I’m still tweaking things, and haven’t had time to do any detailed stats anyway, but I’d like to give a quick mention to three different techniques (at the mailserver level) that have been extremely effective for me.

  • Greylisting essentially has my mailserver throw a “temporary failure” at mailservers that connect that it hasn’t seen before. This exploits the fact that most spammers don’t use “real” mailservers, but instead use programs designed to connect directly and pump out spam. Real mailservers have been designed, for decades, so that these temporary problems are no big deal, and will just try again in 15 minutes. Most spam programs, though, don’t. My stats are probably skewed, but out of over 500 instances of servers being greylisted, one spam message has slipped through. That’s what, 99.8% accuracy? (The downside is that legitimate mail is delayed, since when it’s delivered the first time, we say, “Sorry, we’re busy. Try again later,” and speed of delivery is at the mercy of the mailserver… Policyd has a neat feature, though, allowing greylisting to be toggled per-user, so it needn’t be a hassle.)
  • Mailservers talk to each other using the SMTP protocol. (Err, the “P” stands for “Protocol,” but “The SMTP” or “The SMT Protocol” sound absurd.) The mailserver starting the connection begins by saying “HELO” and giving its hostname. This is actually fairly pointless, as you can see the IP/hostname that the connection is coming from at the TCP level, so you’d be a fool to trust the HELO string. But it happens that this is a useful thing to look at in spam. For one, a handful of spam programs apparently don’t even include the HELO string. They’re instantly classified as spam. (Though the server lets them send some headers for logging.) A few other spammers will try saying “HELO” with the name of the server they’re connecting to. Insta-spam. But where I catch the most people is by requiring an FQDN in the HELO string. (Which is slightly risky, as a legitimate mailserver could send a bad HELO string.) An “FQDN” is a fully-qualified domain name: think “complete name.” www.example.com is complete; you can type it and get there. “www” is not. Since the log file reset Sunday morning, my mailserver has refused 268 connections because of a bad HELO string. I try to sift through them and check; every single one is egregious spam.
  • Spamtraps are my new favorite thing. I have a handful of addresses that do not exist, and have never existed, yet get a lot of spam. Periodically I trawl the logfiles to extract a list of non-existent addresses that people tried to send mail to, and list the most common ones as spamtraps. Sending mail to a spamtrap gets your mailserver blacklisted. Note that I’m currently using a handful of addresses that were once good, but that haven’t received legitimate mail in years… So don’t go sending me mail at years-old addresses just because you read that the n1zyy.com mailserver is online… It may end badly. 😉 (Actually, this leads to an interesting observation: spamtraps could be exploited to get “good” mailservers blacklisted! If you know that xyz@example.com is a “spamtrap,” you could send it mail from, say, GMail and Hotmail, and get both blacklisted…)

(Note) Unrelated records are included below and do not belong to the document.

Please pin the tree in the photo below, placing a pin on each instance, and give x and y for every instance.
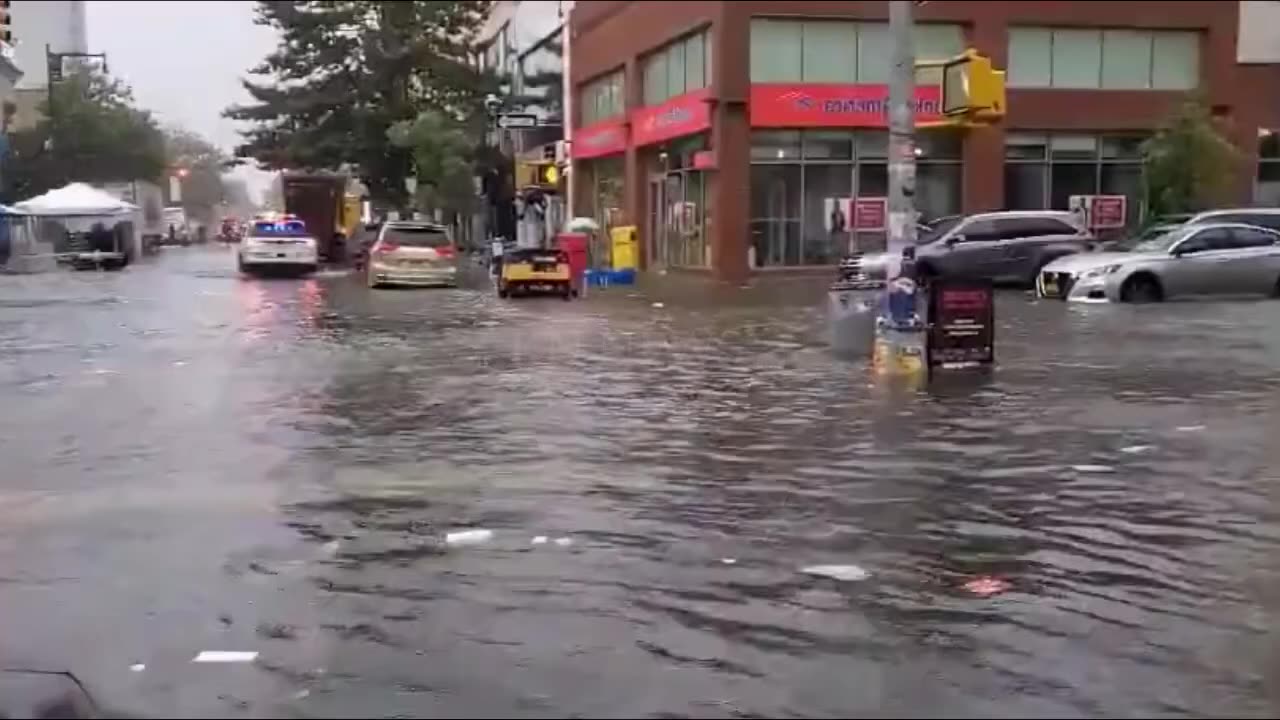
(1189, 164)
(443, 153)
(346, 72)
(90, 132)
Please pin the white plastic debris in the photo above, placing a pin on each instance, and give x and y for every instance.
(225, 656)
(469, 537)
(849, 573)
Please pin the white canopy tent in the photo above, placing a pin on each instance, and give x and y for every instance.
(78, 206)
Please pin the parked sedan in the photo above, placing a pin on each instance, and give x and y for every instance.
(1005, 247)
(1189, 260)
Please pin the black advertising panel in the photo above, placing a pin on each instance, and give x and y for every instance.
(961, 323)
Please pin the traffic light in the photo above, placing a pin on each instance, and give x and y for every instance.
(972, 89)
(5, 23)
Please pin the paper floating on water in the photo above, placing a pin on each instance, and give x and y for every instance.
(987, 586)
(469, 537)
(225, 656)
(849, 573)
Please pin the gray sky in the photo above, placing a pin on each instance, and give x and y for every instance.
(184, 59)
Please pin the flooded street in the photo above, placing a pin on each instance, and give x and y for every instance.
(193, 461)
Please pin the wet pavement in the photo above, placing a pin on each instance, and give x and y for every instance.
(193, 461)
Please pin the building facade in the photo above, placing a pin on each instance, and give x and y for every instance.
(730, 131)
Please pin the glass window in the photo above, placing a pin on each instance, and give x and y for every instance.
(1019, 146)
(828, 145)
(1025, 186)
(872, 180)
(675, 69)
(830, 51)
(1175, 60)
(871, 144)
(656, 78)
(826, 229)
(1031, 57)
(937, 190)
(1077, 58)
(1125, 59)
(695, 62)
(776, 50)
(874, 50)
(1249, 237)
(1072, 178)
(776, 145)
(1073, 146)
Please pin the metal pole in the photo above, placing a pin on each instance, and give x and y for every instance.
(901, 135)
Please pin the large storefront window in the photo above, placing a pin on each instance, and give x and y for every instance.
(803, 183)
(1266, 190)
(1045, 171)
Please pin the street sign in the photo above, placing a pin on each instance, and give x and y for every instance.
(517, 121)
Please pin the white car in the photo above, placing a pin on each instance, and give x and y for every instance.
(412, 254)
(1185, 261)
(278, 246)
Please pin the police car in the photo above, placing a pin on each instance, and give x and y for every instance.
(278, 244)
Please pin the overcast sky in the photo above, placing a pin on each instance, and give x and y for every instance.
(184, 60)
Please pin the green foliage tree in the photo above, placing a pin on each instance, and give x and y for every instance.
(1189, 164)
(347, 71)
(91, 132)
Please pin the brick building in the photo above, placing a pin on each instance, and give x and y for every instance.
(725, 128)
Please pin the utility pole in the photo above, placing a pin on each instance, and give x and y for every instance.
(901, 135)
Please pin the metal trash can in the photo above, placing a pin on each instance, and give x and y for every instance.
(853, 308)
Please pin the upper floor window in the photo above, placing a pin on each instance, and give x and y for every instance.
(1107, 59)
(680, 67)
(602, 99)
(786, 50)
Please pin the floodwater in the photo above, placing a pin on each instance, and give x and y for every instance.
(193, 461)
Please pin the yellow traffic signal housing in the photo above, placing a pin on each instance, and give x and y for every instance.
(972, 87)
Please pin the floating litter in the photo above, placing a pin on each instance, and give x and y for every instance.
(849, 573)
(987, 586)
(469, 537)
(225, 656)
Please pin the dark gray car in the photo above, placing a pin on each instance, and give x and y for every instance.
(1004, 247)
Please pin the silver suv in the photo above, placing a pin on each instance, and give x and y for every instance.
(1005, 247)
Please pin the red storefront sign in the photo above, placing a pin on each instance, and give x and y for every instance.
(685, 114)
(602, 139)
(1107, 212)
(833, 105)
(869, 214)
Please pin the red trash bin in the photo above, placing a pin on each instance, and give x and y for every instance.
(575, 245)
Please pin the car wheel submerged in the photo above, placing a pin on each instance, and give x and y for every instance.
(1141, 288)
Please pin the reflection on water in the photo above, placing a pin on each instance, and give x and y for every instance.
(1115, 472)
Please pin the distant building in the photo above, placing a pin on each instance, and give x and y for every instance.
(39, 24)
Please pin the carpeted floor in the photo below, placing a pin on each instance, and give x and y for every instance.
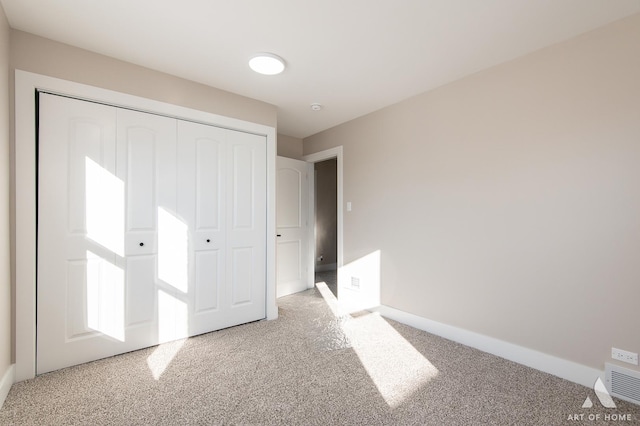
(314, 365)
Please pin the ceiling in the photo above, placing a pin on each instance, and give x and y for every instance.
(352, 56)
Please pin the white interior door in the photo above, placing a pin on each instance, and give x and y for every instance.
(221, 200)
(292, 207)
(150, 229)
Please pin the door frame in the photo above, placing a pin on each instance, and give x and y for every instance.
(318, 157)
(26, 85)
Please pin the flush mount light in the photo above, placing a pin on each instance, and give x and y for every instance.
(266, 63)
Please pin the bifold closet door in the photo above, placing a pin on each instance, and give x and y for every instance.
(224, 172)
(102, 174)
(150, 229)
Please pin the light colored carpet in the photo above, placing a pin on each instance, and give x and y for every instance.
(314, 365)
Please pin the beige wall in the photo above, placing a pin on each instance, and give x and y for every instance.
(290, 147)
(326, 218)
(5, 274)
(43, 56)
(508, 203)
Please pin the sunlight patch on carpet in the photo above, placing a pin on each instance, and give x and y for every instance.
(396, 368)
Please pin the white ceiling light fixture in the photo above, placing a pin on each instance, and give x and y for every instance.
(266, 63)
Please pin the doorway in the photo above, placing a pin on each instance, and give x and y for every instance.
(326, 223)
(327, 217)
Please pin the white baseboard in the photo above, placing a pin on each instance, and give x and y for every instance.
(6, 383)
(327, 267)
(559, 367)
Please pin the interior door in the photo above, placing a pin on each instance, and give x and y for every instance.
(292, 207)
(150, 229)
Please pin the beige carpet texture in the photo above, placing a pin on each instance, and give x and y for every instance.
(312, 366)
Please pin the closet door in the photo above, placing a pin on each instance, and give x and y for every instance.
(155, 237)
(246, 227)
(150, 229)
(202, 165)
(80, 234)
(105, 176)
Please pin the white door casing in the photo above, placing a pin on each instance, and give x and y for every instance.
(292, 225)
(150, 229)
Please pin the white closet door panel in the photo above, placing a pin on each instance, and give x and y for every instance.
(147, 163)
(141, 280)
(246, 234)
(201, 178)
(76, 259)
(150, 229)
(242, 275)
(209, 268)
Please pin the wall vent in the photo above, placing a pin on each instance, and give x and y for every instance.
(623, 383)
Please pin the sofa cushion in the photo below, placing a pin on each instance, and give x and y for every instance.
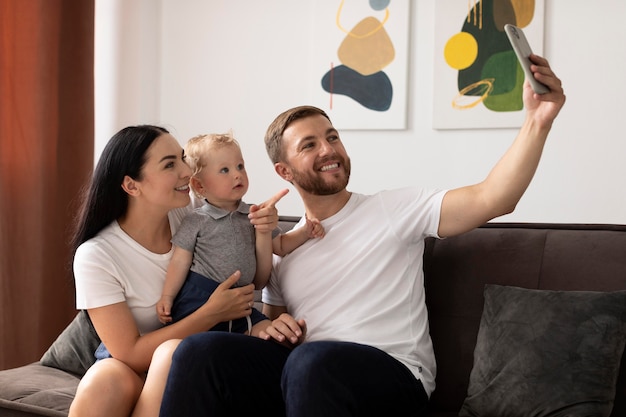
(36, 390)
(543, 352)
(73, 351)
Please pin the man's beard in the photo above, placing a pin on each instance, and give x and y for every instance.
(317, 186)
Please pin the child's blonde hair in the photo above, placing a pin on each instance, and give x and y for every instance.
(198, 149)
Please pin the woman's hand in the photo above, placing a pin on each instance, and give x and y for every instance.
(264, 217)
(285, 330)
(543, 108)
(227, 303)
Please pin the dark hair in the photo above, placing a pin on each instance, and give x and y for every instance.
(103, 199)
(274, 134)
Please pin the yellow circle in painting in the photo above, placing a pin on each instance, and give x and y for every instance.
(461, 50)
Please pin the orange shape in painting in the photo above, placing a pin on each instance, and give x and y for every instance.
(367, 49)
(461, 50)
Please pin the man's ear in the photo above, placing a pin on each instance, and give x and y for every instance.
(284, 171)
(129, 185)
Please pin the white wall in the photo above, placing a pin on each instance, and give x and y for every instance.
(220, 63)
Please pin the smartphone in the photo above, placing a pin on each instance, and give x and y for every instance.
(522, 50)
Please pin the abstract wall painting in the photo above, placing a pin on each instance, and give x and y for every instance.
(478, 81)
(360, 62)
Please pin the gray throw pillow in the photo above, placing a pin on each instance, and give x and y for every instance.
(546, 353)
(73, 351)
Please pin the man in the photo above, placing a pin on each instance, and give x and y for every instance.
(356, 296)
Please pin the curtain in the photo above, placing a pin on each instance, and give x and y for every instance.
(46, 155)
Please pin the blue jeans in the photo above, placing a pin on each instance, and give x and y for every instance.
(226, 374)
(195, 291)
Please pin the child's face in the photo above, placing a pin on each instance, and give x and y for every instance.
(223, 181)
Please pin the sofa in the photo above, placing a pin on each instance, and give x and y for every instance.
(521, 315)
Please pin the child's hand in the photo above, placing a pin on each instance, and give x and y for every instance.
(164, 309)
(314, 228)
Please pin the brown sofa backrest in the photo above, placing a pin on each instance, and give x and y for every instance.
(535, 256)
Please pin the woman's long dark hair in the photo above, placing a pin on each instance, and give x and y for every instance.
(103, 199)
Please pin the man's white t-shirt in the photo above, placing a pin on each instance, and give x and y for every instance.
(363, 281)
(112, 267)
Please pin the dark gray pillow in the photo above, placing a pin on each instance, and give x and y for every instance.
(546, 353)
(73, 351)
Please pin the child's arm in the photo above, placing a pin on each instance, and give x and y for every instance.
(177, 271)
(263, 258)
(287, 242)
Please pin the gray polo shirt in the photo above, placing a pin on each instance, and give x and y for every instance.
(222, 242)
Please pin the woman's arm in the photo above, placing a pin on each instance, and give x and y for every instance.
(177, 272)
(117, 329)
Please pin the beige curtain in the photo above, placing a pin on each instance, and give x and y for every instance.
(46, 153)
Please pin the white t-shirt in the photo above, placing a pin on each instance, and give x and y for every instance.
(363, 281)
(112, 267)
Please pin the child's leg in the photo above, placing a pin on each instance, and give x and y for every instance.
(149, 403)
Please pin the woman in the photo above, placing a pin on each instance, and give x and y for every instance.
(136, 199)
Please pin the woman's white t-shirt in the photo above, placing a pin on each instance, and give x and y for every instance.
(111, 268)
(363, 281)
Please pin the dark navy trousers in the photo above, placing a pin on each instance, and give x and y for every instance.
(226, 374)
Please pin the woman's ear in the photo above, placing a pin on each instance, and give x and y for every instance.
(129, 185)
(196, 185)
(284, 171)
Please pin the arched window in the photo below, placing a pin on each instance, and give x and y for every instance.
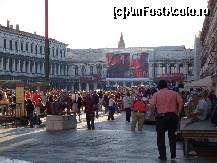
(99, 69)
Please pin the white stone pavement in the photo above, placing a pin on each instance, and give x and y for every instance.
(111, 141)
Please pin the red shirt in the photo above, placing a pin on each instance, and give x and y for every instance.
(139, 105)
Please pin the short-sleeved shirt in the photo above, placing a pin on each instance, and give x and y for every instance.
(202, 106)
(166, 101)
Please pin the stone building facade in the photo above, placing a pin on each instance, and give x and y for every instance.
(208, 40)
(173, 63)
(207, 47)
(22, 58)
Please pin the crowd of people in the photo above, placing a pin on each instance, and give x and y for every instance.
(168, 104)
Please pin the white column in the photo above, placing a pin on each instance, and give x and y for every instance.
(7, 64)
(18, 66)
(13, 65)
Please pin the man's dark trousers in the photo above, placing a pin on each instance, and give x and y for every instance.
(166, 122)
(90, 120)
(128, 114)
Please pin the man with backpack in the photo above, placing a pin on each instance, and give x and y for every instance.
(139, 108)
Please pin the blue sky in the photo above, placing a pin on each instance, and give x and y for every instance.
(91, 24)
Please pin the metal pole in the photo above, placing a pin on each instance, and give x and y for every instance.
(47, 49)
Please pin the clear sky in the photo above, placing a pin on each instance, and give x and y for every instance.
(91, 23)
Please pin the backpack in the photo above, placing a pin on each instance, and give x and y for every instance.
(213, 117)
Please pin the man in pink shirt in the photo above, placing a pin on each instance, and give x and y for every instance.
(169, 104)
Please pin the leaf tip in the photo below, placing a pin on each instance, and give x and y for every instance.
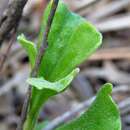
(107, 88)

What really interests me, though, is that most of these filters are almost absurdly simple and easy to defeat. Spammers need to take 30 seconds to set up an “FQDN” to use. (I don’t even check that it actually matches to your IP, only that it makes the least bit of sense.) Greylisting has been in use for a few years, so there’s no reason that spammers couldn’t have adapted with more intelligent software that will attempt to re-deliver spam which gets a temporary failure.

And yet, as the stats show, I’ve had very good luck so far: way, way more than 99% of spam is rejected before it ever reaches the “complex” anti-spam filters that actually look at the message body.